L’autre: Et qu’est-ce qu’une relation sociale?

GB: La réponse se trouve dans les sept propositions qui forment la structure de mon livre La Maison du sociologue et que nous allons lister.

  • Premier concept: les individus naissent et vivent dans des conditions (objectives et subjectives) d’existence;
  • Deuxième concept: ces conditions d’existence leur créent des problèmes vitaux de la vie commune. Vivre ensemble leur apporte, effectivement, un avantage comparatif énorme. S’ils ne vivaient pas ensemble, ils mourraient mais c’est difficile car leur vie commune leur pose et leur impose de résoudre quelques problèmes vitaux;
  • Troisième concept: pour résoudre ces problèmes vitaux, ils doivent organiser et gérer leurs relations sociales;
  • Quatrième concept: la pratique de ces relations socialise les individus membres des collectivités humaines. Elles en font des sujets et des acteurs individuels;
  • Cinquième concept: ces acteurs individuels sont, en même temps, engagés dans des logiques d’action collective;
  • Sixième concept: ces acteurs collectifs, pour donner du sens et légitimer leurs conduites, créent de la culture, c’est-à-dire des idéologies, des utopies et des modèles cultuels;
  • Retour au premier concept: cette créativité culturelle leur permet d’agir, de reproduire ou de transformer leurs conditions d’existence.

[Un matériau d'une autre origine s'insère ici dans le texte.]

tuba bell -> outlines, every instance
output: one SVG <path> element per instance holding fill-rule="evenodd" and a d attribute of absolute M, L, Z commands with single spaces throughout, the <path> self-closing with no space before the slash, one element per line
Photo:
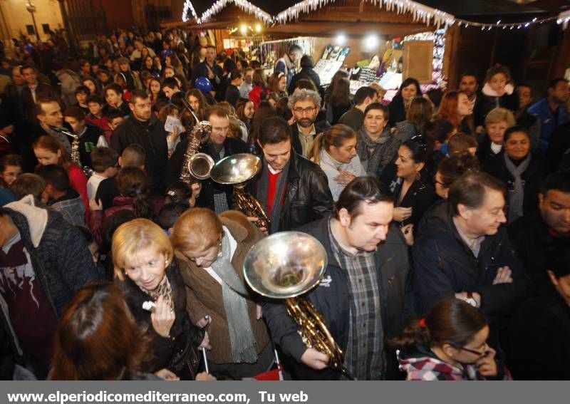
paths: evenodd
<path fill-rule="evenodd" d="M 234 195 L 239 210 L 246 216 L 259 219 L 254 222 L 258 227 L 271 230 L 269 219 L 261 204 L 250 194 L 244 192 L 247 181 L 255 177 L 261 169 L 261 160 L 250 153 L 239 153 L 224 157 L 212 169 L 212 180 L 223 185 L 234 185 Z"/>
<path fill-rule="evenodd" d="M 328 366 L 354 379 L 343 366 L 344 354 L 313 304 L 301 295 L 316 287 L 324 275 L 326 252 L 313 236 L 301 232 L 281 232 L 256 243 L 244 261 L 244 277 L 261 296 L 285 299 L 287 314 L 299 325 L 309 348 L 328 356 Z"/>

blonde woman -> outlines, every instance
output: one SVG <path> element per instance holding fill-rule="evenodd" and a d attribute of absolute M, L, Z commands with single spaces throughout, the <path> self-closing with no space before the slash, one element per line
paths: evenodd
<path fill-rule="evenodd" d="M 207 333 L 188 317 L 184 283 L 168 237 L 150 220 L 135 219 L 115 231 L 111 251 L 115 284 L 152 341 L 148 371 L 161 371 L 157 374 L 171 380 L 194 378 L 196 348 L 211 347 Z M 147 309 L 149 305 L 154 307 Z"/>

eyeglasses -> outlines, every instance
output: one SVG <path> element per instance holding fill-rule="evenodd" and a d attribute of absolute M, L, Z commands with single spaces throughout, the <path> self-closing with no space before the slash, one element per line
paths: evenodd
<path fill-rule="evenodd" d="M 295 108 L 293 110 L 295 113 L 301 115 L 301 114 L 304 114 L 305 113 L 313 113 L 316 109 L 316 107 L 307 107 L 306 108 Z"/>
<path fill-rule="evenodd" d="M 477 355 L 477 356 L 486 356 L 487 353 L 489 352 L 489 350 L 487 349 L 487 348 L 489 348 L 489 346 L 487 345 L 487 343 L 485 343 L 484 349 L 483 350 L 482 352 L 480 352 L 479 351 L 475 351 L 474 349 L 469 349 L 468 348 L 465 348 L 465 346 L 455 346 L 454 348 L 455 348 L 455 349 L 460 349 L 462 351 L 465 351 L 465 352 L 469 352 L 470 353 L 472 353 L 473 355 Z"/>

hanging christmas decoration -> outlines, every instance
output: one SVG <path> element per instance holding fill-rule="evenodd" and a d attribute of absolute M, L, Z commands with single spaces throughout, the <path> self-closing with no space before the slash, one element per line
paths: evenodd
<path fill-rule="evenodd" d="M 397 14 L 410 14 L 414 21 L 421 21 L 427 25 L 441 25 L 453 24 L 455 17 L 440 10 L 424 6 L 411 0 L 365 0 L 378 8 L 384 8 L 388 11 L 395 11 Z M 295 20 L 299 14 L 323 8 L 335 3 L 336 0 L 304 0 L 277 14 L 275 19 L 279 24 Z"/>
<path fill-rule="evenodd" d="M 256 18 L 262 21 L 264 24 L 269 24 L 273 19 L 269 14 L 266 13 L 257 6 L 252 4 L 247 0 L 218 0 L 214 3 L 214 4 L 212 4 L 209 9 L 204 11 L 204 14 L 202 14 L 199 18 L 198 16 L 196 15 L 196 12 L 194 11 L 194 6 L 192 5 L 192 1 L 190 1 L 190 0 L 186 0 L 184 4 L 185 9 L 184 11 L 182 11 L 182 21 L 185 22 L 188 21 L 187 10 L 190 9 L 192 11 L 192 16 L 194 16 L 195 19 L 196 19 L 196 22 L 198 24 L 202 24 L 209 19 L 212 16 L 223 10 L 226 6 L 232 3 L 239 7 L 239 9 L 248 14 L 254 15 Z M 187 7 L 187 4 L 188 4 Z"/>

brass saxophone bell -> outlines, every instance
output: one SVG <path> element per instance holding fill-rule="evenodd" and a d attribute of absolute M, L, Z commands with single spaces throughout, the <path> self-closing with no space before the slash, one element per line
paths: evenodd
<path fill-rule="evenodd" d="M 206 180 L 210 176 L 214 159 L 206 153 L 192 155 L 188 161 L 188 170 L 197 180 Z"/>

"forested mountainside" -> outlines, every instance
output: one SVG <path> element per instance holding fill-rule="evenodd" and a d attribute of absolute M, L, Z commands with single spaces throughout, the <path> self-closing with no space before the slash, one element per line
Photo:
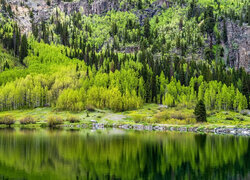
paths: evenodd
<path fill-rule="evenodd" d="M 1 0 L 0 110 L 241 111 L 248 0 Z"/>

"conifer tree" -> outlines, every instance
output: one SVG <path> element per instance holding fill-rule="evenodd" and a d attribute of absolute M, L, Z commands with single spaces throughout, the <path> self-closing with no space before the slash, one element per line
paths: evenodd
<path fill-rule="evenodd" d="M 196 116 L 197 122 L 207 121 L 206 107 L 202 100 L 199 100 L 198 104 L 196 105 L 194 115 Z"/>
<path fill-rule="evenodd" d="M 28 41 L 26 34 L 22 36 L 21 47 L 20 47 L 20 62 L 23 64 L 24 58 L 28 56 Z"/>

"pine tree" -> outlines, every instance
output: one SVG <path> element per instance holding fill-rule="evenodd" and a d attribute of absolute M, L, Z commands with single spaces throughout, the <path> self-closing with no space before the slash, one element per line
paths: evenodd
<path fill-rule="evenodd" d="M 194 115 L 196 116 L 197 122 L 207 121 L 206 106 L 202 100 L 199 100 L 198 104 L 196 105 Z"/>
<path fill-rule="evenodd" d="M 145 20 L 144 20 L 144 36 L 146 38 L 150 37 L 150 24 L 149 24 L 148 18 L 145 18 Z"/>
<path fill-rule="evenodd" d="M 226 25 L 226 20 L 224 18 L 223 20 L 223 41 L 224 43 L 227 43 L 227 25 Z"/>
<path fill-rule="evenodd" d="M 28 41 L 27 41 L 27 37 L 26 34 L 24 34 L 22 36 L 22 40 L 21 40 L 21 48 L 20 48 L 20 62 L 23 64 L 23 60 L 24 58 L 28 56 Z"/>
<path fill-rule="evenodd" d="M 250 5 L 248 5 L 247 13 L 248 13 L 248 26 L 250 26 Z"/>

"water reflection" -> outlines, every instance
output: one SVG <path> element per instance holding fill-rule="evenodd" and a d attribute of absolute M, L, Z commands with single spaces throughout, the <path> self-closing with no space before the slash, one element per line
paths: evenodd
<path fill-rule="evenodd" d="M 250 138 L 0 130 L 1 179 L 249 179 Z"/>

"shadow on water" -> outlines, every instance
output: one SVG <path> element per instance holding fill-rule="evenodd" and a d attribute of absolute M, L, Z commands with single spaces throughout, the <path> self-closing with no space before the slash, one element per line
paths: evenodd
<path fill-rule="evenodd" d="M 227 135 L 5 129 L 0 130 L 0 177 L 248 179 L 249 144 L 248 137 Z"/>

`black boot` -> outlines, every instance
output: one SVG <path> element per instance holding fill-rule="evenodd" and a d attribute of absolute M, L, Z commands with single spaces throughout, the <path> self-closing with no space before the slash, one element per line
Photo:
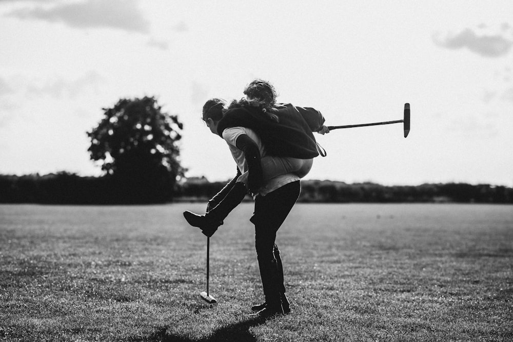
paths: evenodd
<path fill-rule="evenodd" d="M 244 183 L 235 183 L 226 197 L 208 212 L 198 215 L 191 211 L 184 211 L 184 217 L 189 224 L 202 229 L 219 227 L 230 212 L 242 202 L 247 192 Z"/>
<path fill-rule="evenodd" d="M 290 304 L 289 303 L 288 300 L 287 299 L 287 296 L 285 295 L 285 293 L 280 293 L 280 298 L 282 302 L 282 308 L 283 309 L 283 313 L 290 313 Z M 251 307 L 251 311 L 255 312 L 260 311 L 261 310 L 263 310 L 266 305 L 267 303 L 264 302 L 261 304 L 253 305 Z"/>
<path fill-rule="evenodd" d="M 265 303 L 262 305 L 263 308 L 254 314 L 262 318 L 282 314 L 284 311 L 278 286 L 279 275 L 276 260 L 264 261 L 259 260 L 259 267 L 260 269 L 262 288 L 265 296 Z M 255 307 L 257 308 L 258 306 L 255 306 Z"/>

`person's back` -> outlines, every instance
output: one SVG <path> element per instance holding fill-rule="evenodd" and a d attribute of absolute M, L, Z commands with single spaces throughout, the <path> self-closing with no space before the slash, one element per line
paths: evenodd
<path fill-rule="evenodd" d="M 260 137 L 269 155 L 303 159 L 319 156 L 312 130 L 297 108 L 290 104 L 283 105 L 277 112 L 278 122 L 264 115 L 258 107 L 232 108 L 220 121 L 218 133 L 222 136 L 227 128 L 247 127 Z"/>

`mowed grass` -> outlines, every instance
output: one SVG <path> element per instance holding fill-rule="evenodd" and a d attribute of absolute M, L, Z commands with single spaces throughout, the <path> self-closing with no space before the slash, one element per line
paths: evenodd
<path fill-rule="evenodd" d="M 250 203 L 0 206 L 0 339 L 513 340 L 513 207 L 298 204 L 280 229 L 292 312 L 266 321 Z"/>

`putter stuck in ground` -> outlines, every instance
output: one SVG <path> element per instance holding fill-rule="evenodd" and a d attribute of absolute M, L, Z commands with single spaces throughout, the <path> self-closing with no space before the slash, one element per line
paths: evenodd
<path fill-rule="evenodd" d="M 387 125 L 390 123 L 403 123 L 403 130 L 404 132 L 404 137 L 408 136 L 410 133 L 410 104 L 404 104 L 404 115 L 403 120 L 396 120 L 392 121 L 383 121 L 383 122 L 372 122 L 371 123 L 361 123 L 356 125 L 345 125 L 343 126 L 328 126 L 330 131 L 341 128 L 352 128 L 353 127 L 364 127 L 365 126 L 377 126 L 378 125 Z"/>
<path fill-rule="evenodd" d="M 211 295 L 208 293 L 208 273 L 209 273 L 209 265 L 210 264 L 210 260 L 209 256 L 210 254 L 210 238 L 207 237 L 207 291 L 203 291 L 200 293 L 200 295 L 201 296 L 202 298 L 208 303 L 210 304 L 213 304 L 214 303 L 216 303 L 217 301 L 215 298 L 212 297 Z"/>

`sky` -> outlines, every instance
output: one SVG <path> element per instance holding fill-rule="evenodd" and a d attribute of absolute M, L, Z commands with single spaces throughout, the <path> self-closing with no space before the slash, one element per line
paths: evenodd
<path fill-rule="evenodd" d="M 188 177 L 235 175 L 201 119 L 255 78 L 328 125 L 306 179 L 513 186 L 513 2 L 0 0 L 0 174 L 99 176 L 86 132 L 120 98 L 184 124 Z"/>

Et ainsi de suite, la roue ne s’arrête jamais de tourner! C’est une logique qui est cohérente avec ce qu’en 1975-1980, j’appelais une sociologie relationnelle. C’est la pratique des relations sociales qui fait que nous sommes ce que nous sommes et que nous devenons ce que nous devenons. Sans relations sociales nous ne serions rien!

C’est la pratique des relations sociales qui fait que nous sommes ce que nous sommes et que nous devenons ce que nous devenons. Sans relations sociales nous ne serions rien !

L’autre: Qu’est-ce qui a changé dans la discipline sociologique entre la période où tu commençais à enseigner et aujourd’hui?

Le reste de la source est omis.